Peter Dutton denies being mystery politician behind ‘complete psycho’ text message

Peter Dutton has strongly denied he is the unnamed politician who called Prime Minister Scott Morrison a “complete psycho” in leaked texts.

The spotlight turned to the defence minister on Sunday night when former NSW Premier Bob Carr sensationally claimed on social media that he was the man behind the message.

“The minister who shared the text with van Onselen and gave permission to use it was Peter Dutton,’’ Mr Carr claimed on Twitter.

“If PM Morrison has one more week in free fall the prospect of a leadership change pre-election is real. Party rules don’t count if most MPs think you will lead them to defeat.”

Mr Dutton quickly hit back, saying on Twitter Mr Carr’s tweet is “baseless, untrue and should be deleted”.

The text exchange between a mystery federal cabinet minister and former NSW premier Gladys Berejiklian, in which the prime minister was labelled a “horrible, horrible person” and a “complete psycho” was made public last week.

Ms Berejiklian has not denied taking part in the conversation, which is understood to have taken place during the 2019-20 bushfire crisis.

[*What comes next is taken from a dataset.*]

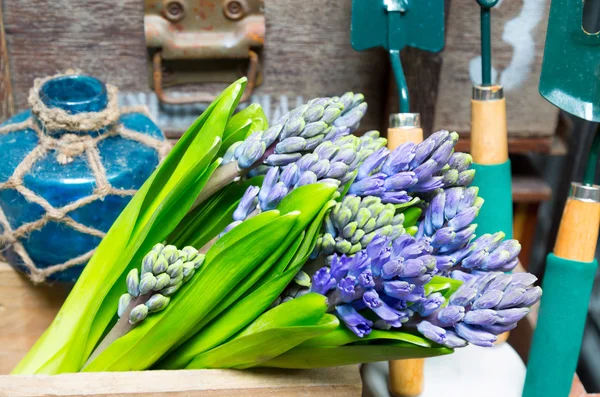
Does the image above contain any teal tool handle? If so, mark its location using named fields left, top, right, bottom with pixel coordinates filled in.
left=473, top=160, right=513, bottom=238
left=523, top=254, right=598, bottom=397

However, last week the former premier issued a statement saying she “does not recall” sending or receiving any of the texts.

According to reports, Ms Berejiklian labelled the prime minister a “horrible, horrible person” who was “actively spreading lies” during the text exchange with an unnamed cabinet minister.

“Lives are at stake today and he’s just obsessed with petty political point scoring,” she reportedly said in the texts exchanged during the Black Summer bushfires.

The unnamed minister called Mr Morrison a “complete psycho” and also described him as “desperate and jealous”.

“The mob have worked him out and think he’s a fraud.”

Speaking to reporters on Sunday, the prime minister said he “could not care less” about what the texting scandals and that he’s focused on leading the country through the pandemic.

“Frankly, Australians are far more interested in their jobs and their lives than what people are sending in text messages to each other.”